Love is personal. Love does not place people into categories; rather, it sees each person as the unique being they are.
Five years ago, I met the wife of a detained immigrant man. She reached out to me for help: transportation to work and an immigration lawyer. They had 3 small children.
I called a local church who enthusiastically promoted their social justice programs. When I spoke to their pastor, the response was merely: “Well we have women’s Bible study she could join.”
While Bible study is vital, and this lady may have wanted the kind of help the pastor claimed to give, his solution revealed their true mission. That was disappointing.
What happened to the churches who do the work of love? What happened to churches who do something outside the box of “programs?”
This approach is better: “Love is for today, programs are for the future.” People not only need verses about help, they need real help! They need someone who values their human dignity—the image of God—and responds accordingly.
We moved on, persisted, and, with a different church, found help for this mother of three.
When we see beyond the surface of a person’s life, we see who they really are. Below the exterior, we see their sacred humanity, we value them, we love them, and we see Christ in them. When we see others as they are, we say thank you to the waitress when our meal is late, we are respectful to customer service when our statements are wrong, and we go out of our way to say a friendly “hi” to our neighbors and colleagues.
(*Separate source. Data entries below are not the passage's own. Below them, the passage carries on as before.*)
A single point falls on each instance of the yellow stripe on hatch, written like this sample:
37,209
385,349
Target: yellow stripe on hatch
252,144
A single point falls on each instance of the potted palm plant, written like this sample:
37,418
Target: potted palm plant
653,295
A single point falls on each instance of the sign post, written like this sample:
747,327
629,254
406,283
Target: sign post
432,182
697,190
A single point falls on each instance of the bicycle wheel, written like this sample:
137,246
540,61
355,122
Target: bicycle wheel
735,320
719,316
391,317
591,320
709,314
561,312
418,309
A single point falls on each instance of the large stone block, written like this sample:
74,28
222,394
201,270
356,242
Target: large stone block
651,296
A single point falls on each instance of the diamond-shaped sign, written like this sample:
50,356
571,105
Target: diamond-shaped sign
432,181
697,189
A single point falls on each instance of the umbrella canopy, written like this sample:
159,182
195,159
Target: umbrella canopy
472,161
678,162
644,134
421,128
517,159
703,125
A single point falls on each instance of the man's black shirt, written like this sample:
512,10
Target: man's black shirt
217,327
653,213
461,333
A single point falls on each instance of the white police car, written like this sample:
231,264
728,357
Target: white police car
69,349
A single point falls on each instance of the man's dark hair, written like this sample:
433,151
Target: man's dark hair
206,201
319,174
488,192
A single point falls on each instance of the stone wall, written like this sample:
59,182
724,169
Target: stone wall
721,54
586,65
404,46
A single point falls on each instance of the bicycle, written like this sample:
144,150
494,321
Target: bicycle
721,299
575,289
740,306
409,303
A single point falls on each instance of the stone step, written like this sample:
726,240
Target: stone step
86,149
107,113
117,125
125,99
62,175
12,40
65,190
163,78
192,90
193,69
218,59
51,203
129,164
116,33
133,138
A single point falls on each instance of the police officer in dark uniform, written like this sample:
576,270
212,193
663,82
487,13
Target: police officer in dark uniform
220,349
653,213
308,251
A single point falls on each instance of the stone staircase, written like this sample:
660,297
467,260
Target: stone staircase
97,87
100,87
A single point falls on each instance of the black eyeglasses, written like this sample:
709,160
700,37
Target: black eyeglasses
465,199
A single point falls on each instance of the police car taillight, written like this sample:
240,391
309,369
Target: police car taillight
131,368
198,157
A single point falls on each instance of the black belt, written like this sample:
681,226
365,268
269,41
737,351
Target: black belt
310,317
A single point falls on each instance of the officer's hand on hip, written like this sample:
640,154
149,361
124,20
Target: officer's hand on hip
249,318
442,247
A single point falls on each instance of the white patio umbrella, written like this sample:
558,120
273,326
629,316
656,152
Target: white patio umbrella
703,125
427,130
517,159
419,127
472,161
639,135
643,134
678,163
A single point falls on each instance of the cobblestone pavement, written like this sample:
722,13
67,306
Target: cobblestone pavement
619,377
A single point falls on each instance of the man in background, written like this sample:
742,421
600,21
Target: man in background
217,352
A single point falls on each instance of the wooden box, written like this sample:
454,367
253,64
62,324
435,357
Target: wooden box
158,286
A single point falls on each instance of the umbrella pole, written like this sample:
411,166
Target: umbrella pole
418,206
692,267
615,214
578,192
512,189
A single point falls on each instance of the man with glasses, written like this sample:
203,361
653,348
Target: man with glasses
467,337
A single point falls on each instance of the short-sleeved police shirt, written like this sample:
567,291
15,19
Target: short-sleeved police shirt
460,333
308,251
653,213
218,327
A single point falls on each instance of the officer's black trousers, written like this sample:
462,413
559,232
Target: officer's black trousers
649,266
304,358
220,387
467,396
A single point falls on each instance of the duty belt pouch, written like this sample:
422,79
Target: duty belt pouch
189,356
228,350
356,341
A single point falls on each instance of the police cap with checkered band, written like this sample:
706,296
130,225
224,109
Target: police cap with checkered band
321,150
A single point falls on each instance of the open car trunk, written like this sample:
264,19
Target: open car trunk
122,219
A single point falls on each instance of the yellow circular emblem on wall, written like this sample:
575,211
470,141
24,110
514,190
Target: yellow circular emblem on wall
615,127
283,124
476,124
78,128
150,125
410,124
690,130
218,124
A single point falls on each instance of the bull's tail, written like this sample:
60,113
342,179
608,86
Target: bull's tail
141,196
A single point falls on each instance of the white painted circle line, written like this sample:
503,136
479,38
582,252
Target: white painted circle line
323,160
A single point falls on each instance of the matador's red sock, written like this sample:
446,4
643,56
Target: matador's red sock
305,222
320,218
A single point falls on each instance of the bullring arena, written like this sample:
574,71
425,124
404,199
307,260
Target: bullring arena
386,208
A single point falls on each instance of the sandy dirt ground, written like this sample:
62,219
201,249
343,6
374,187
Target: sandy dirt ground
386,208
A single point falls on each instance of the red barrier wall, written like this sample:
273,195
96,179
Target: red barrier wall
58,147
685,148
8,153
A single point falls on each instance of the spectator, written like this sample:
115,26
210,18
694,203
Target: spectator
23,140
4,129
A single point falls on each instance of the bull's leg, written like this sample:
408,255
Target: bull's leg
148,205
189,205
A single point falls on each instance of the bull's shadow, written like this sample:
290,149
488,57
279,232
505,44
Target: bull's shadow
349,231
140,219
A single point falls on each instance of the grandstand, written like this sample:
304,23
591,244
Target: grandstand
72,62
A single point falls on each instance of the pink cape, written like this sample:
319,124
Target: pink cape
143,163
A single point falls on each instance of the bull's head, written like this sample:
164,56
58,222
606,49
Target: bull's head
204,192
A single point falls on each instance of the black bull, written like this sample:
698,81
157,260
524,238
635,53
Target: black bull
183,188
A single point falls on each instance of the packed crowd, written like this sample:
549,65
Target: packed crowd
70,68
We become the “expression of God’s kindness: kindness in your face, kindness in your eyes, kindness in your smile, kindness in your warm greeting.”
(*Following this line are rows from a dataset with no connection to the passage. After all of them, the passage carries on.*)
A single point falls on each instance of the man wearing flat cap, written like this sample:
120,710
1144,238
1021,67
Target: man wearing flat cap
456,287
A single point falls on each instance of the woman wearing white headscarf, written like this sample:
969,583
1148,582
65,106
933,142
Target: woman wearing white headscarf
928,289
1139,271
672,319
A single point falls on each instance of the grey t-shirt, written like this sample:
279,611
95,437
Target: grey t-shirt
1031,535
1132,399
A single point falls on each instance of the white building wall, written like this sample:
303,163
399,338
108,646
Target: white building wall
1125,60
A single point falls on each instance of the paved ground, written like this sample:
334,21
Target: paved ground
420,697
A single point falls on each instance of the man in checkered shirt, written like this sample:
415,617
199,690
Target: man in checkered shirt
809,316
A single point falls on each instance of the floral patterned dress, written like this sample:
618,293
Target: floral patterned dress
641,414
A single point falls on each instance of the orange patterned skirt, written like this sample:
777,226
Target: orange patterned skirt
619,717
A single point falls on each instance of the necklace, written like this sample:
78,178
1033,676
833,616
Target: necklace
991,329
The only goal that causes self-disentanglement is altruistic love. Meeting the need of another human makes you, you. “I become I through you.” You are most you when you love. Primal love is the solitary and universal way that frees humanity to become true.
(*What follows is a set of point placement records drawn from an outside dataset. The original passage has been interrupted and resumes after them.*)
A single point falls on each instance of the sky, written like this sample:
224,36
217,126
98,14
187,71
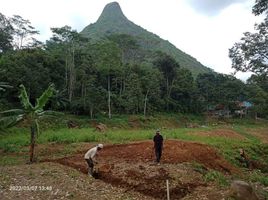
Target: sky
204,29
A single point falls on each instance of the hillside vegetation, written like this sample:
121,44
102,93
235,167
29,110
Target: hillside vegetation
113,21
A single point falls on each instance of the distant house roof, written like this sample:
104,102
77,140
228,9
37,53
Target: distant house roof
245,104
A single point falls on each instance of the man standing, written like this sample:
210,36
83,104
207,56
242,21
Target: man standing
90,157
158,145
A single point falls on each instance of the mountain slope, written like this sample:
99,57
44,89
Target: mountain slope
113,21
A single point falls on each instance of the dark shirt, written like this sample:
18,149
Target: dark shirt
158,141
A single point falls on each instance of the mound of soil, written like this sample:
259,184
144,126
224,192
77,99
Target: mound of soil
131,166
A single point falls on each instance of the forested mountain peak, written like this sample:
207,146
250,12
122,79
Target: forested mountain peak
113,21
112,12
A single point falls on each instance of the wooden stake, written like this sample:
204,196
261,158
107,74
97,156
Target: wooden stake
168,198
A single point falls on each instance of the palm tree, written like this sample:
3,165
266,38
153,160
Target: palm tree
29,112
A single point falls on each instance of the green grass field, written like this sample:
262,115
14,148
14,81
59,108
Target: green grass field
15,141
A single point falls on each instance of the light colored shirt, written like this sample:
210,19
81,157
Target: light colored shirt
91,153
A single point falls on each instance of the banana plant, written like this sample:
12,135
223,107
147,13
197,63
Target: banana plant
4,85
30,112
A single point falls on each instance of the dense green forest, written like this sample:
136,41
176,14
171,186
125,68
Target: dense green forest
115,76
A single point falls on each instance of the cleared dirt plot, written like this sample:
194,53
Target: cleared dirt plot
220,133
131,166
262,134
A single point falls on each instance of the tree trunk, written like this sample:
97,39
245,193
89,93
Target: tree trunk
91,112
32,144
145,103
109,97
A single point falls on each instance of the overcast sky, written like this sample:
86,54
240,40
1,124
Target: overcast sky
205,29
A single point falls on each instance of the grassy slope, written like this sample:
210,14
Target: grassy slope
14,144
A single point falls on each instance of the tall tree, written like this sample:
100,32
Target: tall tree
23,33
6,37
108,62
168,66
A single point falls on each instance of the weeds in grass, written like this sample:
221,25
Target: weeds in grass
257,176
216,176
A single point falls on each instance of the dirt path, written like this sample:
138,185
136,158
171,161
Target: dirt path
131,166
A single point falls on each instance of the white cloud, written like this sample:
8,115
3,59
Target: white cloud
204,36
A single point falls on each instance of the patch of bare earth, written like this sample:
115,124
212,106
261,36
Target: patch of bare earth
131,167
220,133
262,134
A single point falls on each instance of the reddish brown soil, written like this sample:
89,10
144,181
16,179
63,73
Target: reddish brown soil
220,133
131,166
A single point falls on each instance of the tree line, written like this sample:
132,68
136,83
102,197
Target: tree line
114,76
You meet the need of another when you see that person beyond the outside. And when you see their uniqueness, there is always more to them than you can perceive. The human person is eternal mystery. Made in the image of God, a human being can never be fully known. This is what makes love’s joy endless.
Love frees us to be true to the eternity of joy. “There are six things that never come to an end: knowing and loving yourself, your neighbor, and God. Since people are subjects and not objects, they are not exhaustible.” 2 Only people are infinite in value. We need God, we need others, we need ourselves. That means that our love has infinite possibilities.